No hace falta ser médico para saber que entre los diferentes medicamentos que se expenden en las farmacias existen enormes diferencias en precios, inclusive tratándose de medicamentos utilizados para un mismo propósito, e inclusive tratándose del mismo medicamento pero con distintas denominaciones comerciales (unas conocidas como “originales” –las fabricadas por el laboratorio que las patentó-, y las otras, “genéricas”). Así por ejemplo, tenemos que el antidepresivo fluoxetina 20 mg en su versión genérica, tiene un costo que oscila entre S/. 0.10-0.50 (US $ 0.03-0.15), en tanto que en su versión original (Prozac) puede llegar hasta los S/. 8 (US $ 2.4); por su parte, el antibiótico azitromicina 500 mg en su versión genérica cuesta alrededor de S/. 2 (US $ 0.67), mientras que su versión original (Zitromax) puede llegar a los S/. 19.5 (US $ 6.5) (datos de farmacias de Lima, julio del 2009).
El mayor problema surge sin embargo, cuando un medicamento de gran necesidad se encuentra aún en el periodo de exclusividad que se le otorga al laboratorio fabricante (20 años desde el registro de la patente), durante el cual ninguna otra casa farmacéutica puede comercializar el producto, y no queda en el mercado otra alternativa más que la onerosa. Y la industria farmacéutica hace todo lo posible por extender al máximo dicho periodo de exclusividad, para impedir la aparición y difusión de los medicamentos genéricos, que le generan enormes pérdidas en ingresos económicos. Y no duda en entablar demandas legales bajo cualquier pretexto contra quienes afecten sus intereses. Por ejemplo, cuando en 1999 el laboratorio Astra-Zeneca perdió la patente por el antiulceroso omeprazol (Prilosec), denunció al fabricante del producto genérico, logrando 30 meses más de exclusividad, al cabo de los cuales volvió a hacer otra querella, ganando un mes y medio adicional. En nuestro medio, Eli Lilly no cesa en su empeño por impedir la comercialización de cualquier presentación del antipsicótico olanzapina, que no sea la suya propia (Zyprexa).
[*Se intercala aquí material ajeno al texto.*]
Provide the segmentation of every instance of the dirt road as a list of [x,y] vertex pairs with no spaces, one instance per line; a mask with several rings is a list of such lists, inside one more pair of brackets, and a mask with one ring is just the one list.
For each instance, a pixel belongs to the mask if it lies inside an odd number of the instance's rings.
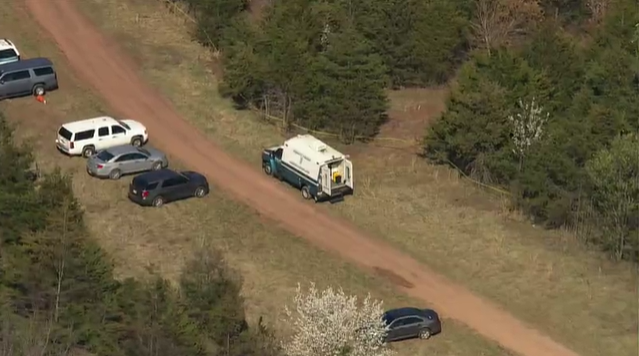
[[[445,317],[463,322],[507,349],[524,356],[577,356],[498,306],[366,236],[351,224],[329,217],[256,167],[226,154],[143,82],[136,65],[114,41],[83,17],[73,0],[24,1],[34,18],[55,39],[72,68],[117,114],[142,121],[149,128],[154,145],[206,174],[214,186],[309,242],[391,279],[405,293],[424,300]],[[256,156],[259,154],[255,152]]]

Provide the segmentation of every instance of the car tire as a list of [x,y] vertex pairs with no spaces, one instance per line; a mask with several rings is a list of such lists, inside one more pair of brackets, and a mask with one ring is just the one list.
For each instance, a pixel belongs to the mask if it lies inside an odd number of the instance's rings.
[[197,189],[195,189],[196,198],[204,198],[205,196],[206,196],[206,189],[204,187],[197,187]]
[[89,158],[95,154],[95,148],[93,146],[86,146],[82,149],[82,157]]
[[422,340],[428,340],[432,336],[429,328],[424,328],[419,331],[419,338]]
[[308,185],[303,185],[302,186],[302,198],[304,198],[305,200],[309,200],[313,197],[313,195],[311,194],[311,190],[308,188]]
[[122,172],[119,169],[114,169],[109,173],[109,178],[113,180],[118,180],[120,177],[122,177]]
[[153,202],[151,204],[153,204],[154,207],[159,208],[164,205],[164,198],[158,195],[157,197],[153,198]]
[[34,96],[40,96],[40,95],[44,95],[46,94],[46,90],[44,89],[44,85],[42,84],[36,84],[33,86],[33,95]]
[[140,147],[142,146],[142,138],[141,137],[134,137],[131,139],[131,145],[134,147]]
[[264,173],[266,173],[267,176],[270,176],[273,174],[273,168],[271,168],[270,164],[264,163],[262,166],[263,166],[262,168],[264,169]]

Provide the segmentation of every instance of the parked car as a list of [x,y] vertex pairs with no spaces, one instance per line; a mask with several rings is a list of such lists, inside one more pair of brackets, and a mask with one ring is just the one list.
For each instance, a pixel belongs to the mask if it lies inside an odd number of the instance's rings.
[[102,150],[87,160],[87,173],[94,177],[120,179],[122,175],[166,168],[166,155],[154,148],[122,145]]
[[442,331],[439,315],[432,309],[399,308],[384,313],[389,330],[386,342],[419,337],[429,339]]
[[58,76],[47,58],[0,65],[0,99],[44,95],[58,89]]
[[13,42],[6,38],[0,39],[0,65],[20,60],[20,52]]
[[206,177],[193,171],[161,169],[140,174],[129,186],[129,199],[142,206],[160,207],[165,203],[209,194]]
[[97,151],[115,146],[140,147],[148,140],[146,127],[141,123],[100,116],[60,126],[55,143],[63,153],[89,158]]

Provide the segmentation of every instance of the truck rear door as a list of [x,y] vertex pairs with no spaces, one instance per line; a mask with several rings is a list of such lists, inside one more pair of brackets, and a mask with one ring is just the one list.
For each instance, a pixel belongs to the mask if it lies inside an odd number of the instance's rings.
[[350,187],[351,190],[355,189],[355,181],[353,177],[353,162],[349,160],[344,160],[344,183],[347,187]]

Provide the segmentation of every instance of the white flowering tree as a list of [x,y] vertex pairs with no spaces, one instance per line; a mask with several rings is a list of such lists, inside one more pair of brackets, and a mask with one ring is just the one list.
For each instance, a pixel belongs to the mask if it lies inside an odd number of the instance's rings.
[[519,157],[520,168],[530,146],[541,139],[549,117],[550,113],[534,97],[530,101],[519,99],[518,110],[514,115],[508,116],[515,146],[513,153]]
[[283,343],[287,356],[391,356],[384,335],[382,302],[370,295],[361,303],[342,289],[318,291],[311,284],[307,292],[300,285],[293,310],[286,315],[293,336]]

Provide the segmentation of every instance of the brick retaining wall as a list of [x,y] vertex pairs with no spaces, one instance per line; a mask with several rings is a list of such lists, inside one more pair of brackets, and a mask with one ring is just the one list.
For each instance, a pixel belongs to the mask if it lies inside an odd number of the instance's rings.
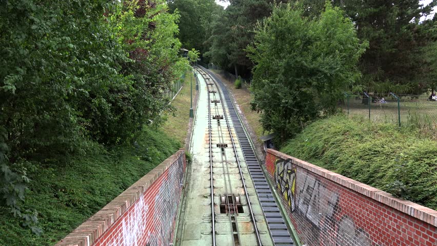
[[56,245],[168,245],[173,240],[186,167],[181,149]]
[[308,245],[437,245],[437,211],[268,149],[269,178]]

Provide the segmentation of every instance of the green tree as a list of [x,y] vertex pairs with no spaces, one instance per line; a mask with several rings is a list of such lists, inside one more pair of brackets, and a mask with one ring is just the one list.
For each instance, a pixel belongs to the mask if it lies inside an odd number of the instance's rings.
[[187,62],[161,0],[1,3],[0,207],[38,232],[27,172],[159,124]]
[[356,64],[367,45],[329,2],[317,18],[304,14],[300,6],[276,6],[248,48],[255,64],[252,109],[263,128],[283,139],[335,112],[342,92],[360,77]]
[[178,37],[183,48],[195,48],[202,54],[205,53],[208,49],[205,42],[213,13],[223,10],[223,7],[214,0],[173,0],[168,1],[168,5],[172,13],[180,15]]
[[[285,1],[286,2],[287,1]],[[256,23],[270,15],[272,1],[232,0],[221,13],[214,15],[211,26],[211,44],[206,55],[222,67],[231,68],[239,75],[239,70],[250,70],[252,64],[245,50],[253,40]]]
[[[324,0],[304,0],[306,14],[317,16]],[[335,0],[355,24],[362,41],[369,48],[361,57],[363,74],[357,81],[368,91],[420,93],[430,86],[424,79],[430,68],[425,59],[432,48],[432,20],[420,23],[437,5],[433,0],[423,6],[420,0]],[[434,33],[432,33],[434,32]]]
[[188,60],[192,63],[196,63],[198,60],[200,56],[200,52],[198,50],[196,50],[193,48],[191,50],[188,51]]

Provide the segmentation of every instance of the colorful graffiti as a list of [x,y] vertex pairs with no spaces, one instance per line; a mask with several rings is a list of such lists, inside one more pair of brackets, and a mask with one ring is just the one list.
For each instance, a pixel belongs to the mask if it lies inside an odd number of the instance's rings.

Particularmente infame fue el caso de los medicamentos contra el virus del SIDA. Según Philippe Pignarre, hasta hace algunos años, sólo el 5% de los 40 millones de infectados por el VIH podía acceder a los mismos, por cuestiones económicas; como consecuencia, 3 millones fallecían anualmente por esta enfermedad en África, y la esperanza de vida había retrocedido 25-30% en varios países africanos. Cuando en 1997, el gobierno de Sudáfrica aprobó una ley que permitía la importación de versiones económicas de medicamentos antirretrovirales procedentes de otros países (importación paralela), 39 laboratorios lo denunciaron por “violación de los acuerdos internacionales”, en tanto que la Cámara de Comercio de los Estados Unidos presionó al gobierno sudafricano para que derogara la ley (Lawrence Lessig hizo entonces la siguiente reflexión: “Habrá un momento dentro de treinta años en el que nuestros hijos mirarán al pasado y se preguntarán cómo pudimos permitir que esto ocurriera. Cómo pudimos permitir que se siguiera una línea política cuyo coste directo fue acelerar la muerte de entre quince y treinta millones de africanos y cuyo único beneficio real era afirmar la ‘santidad’ de una idea. Qué justificación podría remotamente existir para una política que tiene como resultado tantas muertes. Cuál es exactamente la locura que permite que tantos mueran por semejante abstracción”).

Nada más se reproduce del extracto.